Tonight at 7:30, the Cleveland Chamber Music Society opens its 74th season with the Belcea Quartet (pictured), formed in 1994 when its members were studying at the Royal College of Music in London. On the menu: quartets by Schubert, Dvořák & Bartók. Come early and hear a 6:30 pre-concert interview with Eric Kisch. But don’t — out of habit — come to Plymouth Church. The concert has been moved to the Disciples Cultural Arts Center in Cleveland Heights.
For details, visit our Concert Listings.
TODAY’S ALMANAC:
On October 17, 1849 Frederic Chopin died in Paris. Having planned ahead, his coffin was sprinkled with earth he had brought from Poland before his remains were interred at Père Lachaise Cemetery. You can visit his grave there along with those of such luminaries as Oscar Wilde, Jim Morrison, and Édith Piaf.
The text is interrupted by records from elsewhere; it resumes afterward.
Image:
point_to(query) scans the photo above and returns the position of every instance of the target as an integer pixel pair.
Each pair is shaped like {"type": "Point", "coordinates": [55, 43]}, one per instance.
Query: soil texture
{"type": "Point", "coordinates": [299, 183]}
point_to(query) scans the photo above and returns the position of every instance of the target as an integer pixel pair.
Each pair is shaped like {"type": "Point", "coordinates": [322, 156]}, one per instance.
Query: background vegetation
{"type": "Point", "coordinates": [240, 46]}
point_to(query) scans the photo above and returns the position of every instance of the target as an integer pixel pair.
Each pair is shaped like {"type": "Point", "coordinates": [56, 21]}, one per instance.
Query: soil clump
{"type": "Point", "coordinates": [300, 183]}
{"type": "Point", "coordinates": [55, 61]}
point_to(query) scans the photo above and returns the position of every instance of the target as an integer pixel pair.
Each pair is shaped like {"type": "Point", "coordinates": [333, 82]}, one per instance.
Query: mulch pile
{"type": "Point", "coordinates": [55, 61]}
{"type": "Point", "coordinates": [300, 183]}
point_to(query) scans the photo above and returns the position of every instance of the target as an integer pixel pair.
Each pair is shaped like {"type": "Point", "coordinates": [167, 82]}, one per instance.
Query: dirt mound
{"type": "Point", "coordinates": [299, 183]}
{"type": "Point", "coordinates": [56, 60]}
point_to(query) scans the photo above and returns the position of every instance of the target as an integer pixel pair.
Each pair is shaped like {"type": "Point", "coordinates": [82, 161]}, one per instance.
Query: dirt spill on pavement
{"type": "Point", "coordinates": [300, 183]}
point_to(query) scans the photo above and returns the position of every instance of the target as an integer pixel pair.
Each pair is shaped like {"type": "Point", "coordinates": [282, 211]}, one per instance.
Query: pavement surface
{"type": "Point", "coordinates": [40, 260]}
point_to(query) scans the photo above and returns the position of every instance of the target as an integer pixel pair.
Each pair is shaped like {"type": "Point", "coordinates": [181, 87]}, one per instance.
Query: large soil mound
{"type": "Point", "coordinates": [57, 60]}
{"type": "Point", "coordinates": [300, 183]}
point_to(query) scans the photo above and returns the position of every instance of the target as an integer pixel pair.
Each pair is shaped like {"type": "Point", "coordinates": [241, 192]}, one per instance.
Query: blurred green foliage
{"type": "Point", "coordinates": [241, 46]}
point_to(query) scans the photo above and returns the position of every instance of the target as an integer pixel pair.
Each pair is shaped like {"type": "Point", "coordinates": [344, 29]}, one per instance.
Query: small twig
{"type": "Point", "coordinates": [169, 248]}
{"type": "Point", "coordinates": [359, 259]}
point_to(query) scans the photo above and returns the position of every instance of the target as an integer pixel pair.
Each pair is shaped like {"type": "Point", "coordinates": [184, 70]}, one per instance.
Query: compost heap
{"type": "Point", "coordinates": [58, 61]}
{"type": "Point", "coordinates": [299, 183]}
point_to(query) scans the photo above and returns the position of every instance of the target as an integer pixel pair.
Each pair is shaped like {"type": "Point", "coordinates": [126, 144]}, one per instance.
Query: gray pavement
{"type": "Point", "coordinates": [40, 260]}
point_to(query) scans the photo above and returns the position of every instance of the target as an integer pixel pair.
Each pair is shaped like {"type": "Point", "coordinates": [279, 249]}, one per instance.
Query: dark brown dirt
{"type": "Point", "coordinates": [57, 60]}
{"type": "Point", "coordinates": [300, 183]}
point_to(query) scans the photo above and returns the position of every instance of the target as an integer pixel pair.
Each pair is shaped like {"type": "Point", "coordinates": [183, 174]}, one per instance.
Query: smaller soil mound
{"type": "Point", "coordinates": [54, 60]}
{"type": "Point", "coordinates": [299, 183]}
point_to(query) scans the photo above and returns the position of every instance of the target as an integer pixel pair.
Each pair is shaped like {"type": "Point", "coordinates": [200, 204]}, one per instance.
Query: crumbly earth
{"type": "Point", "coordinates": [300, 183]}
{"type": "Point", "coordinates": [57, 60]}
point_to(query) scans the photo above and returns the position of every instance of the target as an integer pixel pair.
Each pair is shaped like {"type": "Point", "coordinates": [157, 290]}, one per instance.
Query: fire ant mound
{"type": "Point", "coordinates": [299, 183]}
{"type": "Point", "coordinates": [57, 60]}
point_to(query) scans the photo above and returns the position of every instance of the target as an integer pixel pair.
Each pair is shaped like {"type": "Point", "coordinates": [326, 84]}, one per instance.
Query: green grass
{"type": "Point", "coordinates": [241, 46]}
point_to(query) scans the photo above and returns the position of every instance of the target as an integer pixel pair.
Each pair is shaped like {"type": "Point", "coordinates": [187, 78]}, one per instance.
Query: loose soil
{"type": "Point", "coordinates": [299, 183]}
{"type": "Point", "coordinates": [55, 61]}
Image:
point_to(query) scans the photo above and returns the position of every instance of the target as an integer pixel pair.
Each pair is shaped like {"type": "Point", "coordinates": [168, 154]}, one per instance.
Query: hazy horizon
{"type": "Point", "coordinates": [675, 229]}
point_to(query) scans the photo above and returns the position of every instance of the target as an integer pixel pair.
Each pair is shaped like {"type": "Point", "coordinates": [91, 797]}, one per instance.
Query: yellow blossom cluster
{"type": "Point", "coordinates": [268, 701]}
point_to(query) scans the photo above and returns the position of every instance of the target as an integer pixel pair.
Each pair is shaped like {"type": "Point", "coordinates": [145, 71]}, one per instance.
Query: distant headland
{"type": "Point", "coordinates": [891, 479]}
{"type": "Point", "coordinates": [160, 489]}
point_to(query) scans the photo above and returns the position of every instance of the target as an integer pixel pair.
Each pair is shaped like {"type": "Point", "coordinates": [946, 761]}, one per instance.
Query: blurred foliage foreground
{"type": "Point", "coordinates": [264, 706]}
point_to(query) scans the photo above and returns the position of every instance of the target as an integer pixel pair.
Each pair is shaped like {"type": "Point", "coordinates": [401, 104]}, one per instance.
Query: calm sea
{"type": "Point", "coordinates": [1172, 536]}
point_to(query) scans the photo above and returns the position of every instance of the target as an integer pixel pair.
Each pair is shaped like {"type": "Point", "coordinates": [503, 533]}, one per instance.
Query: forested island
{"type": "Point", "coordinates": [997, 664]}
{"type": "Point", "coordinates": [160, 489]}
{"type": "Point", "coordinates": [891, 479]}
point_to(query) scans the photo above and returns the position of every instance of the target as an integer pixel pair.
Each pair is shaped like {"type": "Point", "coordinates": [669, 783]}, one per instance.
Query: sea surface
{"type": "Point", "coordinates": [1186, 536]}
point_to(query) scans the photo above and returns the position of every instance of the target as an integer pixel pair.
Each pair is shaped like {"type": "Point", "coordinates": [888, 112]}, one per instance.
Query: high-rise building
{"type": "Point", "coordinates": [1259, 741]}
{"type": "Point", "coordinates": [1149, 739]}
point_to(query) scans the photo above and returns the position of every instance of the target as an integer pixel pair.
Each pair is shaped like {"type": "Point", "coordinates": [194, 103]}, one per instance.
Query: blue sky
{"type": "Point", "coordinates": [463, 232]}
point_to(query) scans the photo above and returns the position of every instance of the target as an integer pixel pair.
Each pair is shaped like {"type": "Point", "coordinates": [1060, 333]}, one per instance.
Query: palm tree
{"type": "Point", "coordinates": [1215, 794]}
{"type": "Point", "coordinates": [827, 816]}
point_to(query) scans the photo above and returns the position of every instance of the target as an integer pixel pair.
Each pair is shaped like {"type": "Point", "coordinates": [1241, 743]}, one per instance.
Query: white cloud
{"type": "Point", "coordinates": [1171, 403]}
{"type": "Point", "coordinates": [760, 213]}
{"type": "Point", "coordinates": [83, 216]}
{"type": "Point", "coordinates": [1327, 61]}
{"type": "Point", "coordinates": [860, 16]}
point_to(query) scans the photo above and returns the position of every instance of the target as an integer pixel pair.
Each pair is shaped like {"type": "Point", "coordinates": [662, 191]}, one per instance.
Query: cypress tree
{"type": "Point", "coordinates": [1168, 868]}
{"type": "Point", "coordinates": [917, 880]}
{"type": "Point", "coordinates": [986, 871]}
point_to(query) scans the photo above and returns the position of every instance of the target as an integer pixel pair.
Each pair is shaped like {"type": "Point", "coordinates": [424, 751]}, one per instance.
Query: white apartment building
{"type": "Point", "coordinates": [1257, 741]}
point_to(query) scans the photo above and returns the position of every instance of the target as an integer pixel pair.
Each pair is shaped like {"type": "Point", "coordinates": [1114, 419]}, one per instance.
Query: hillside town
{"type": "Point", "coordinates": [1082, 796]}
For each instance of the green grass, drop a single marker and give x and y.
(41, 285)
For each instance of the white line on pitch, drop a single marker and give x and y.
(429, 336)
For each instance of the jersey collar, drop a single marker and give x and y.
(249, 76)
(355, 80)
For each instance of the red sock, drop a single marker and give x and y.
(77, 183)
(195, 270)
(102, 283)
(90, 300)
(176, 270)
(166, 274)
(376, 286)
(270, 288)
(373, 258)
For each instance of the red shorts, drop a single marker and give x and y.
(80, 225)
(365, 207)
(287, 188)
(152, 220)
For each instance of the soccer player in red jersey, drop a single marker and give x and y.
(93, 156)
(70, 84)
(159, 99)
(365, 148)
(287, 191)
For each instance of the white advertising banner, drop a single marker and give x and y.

On this date in 1943, Naumburg prize winning violinist, violist conductor and soprano Susan Davenny Wyner was born in New Haven. She made her Met Opera debut — her only performance in that house — in October of 1981 as Woglinde in Wagner’s Das Rheingold, and later settled in Ohio to lead the Warren Philharmonic and Opera Western Reserve.
And shockingly, a trio of promising composers — Victor Ulmann, Pavel Haas, and Hans Krása — were murdered by the Nazis on this date in 1944 in the gas chambers of Auschwitz.
In a happier event, British composer Herbert Howells was born on this date in 1892 in Lydney, Gloucestershire. Howells’ reputation is based on his large output of Anglican church music — ecstatic and elegiac works that celebrate particular cathedrals and choirs, many of which commemorate Howells’ son Michael, who died of polio at the age of nine. Howells’ Magnificat and Nunc Dimittis for London’s St. Paul’s Cathedral is a good example of his lofty tone and special harmonic language: this performance by St. Paul’s Choir in Christopher Wren’s monumental building is led by Barry Rose, with Christopher Dearnley at the organ.
This would also be a good opportunity to take a dip into Howells’ catalog of chamber music. Follow along with the score of his Piano Quartet in a minor here.
Pavel Haas’ String Quartet No. 2, “From the Monkey Mountains” was performed by the ensemble that bears his name on the Cleveland Chamber Music Society series on April 17, 2012. Listen to their recording here. His Wind Quintet has been featured locally on concerts by the Berlin Philharmonic Wind Quintet (CCMS series), CIM faculty and students (“Violins of Hope” series), and CityMusic Cleveland (“The Composers of Theresienstadt,” including Viktor Ullmann’s Quartet No. 3).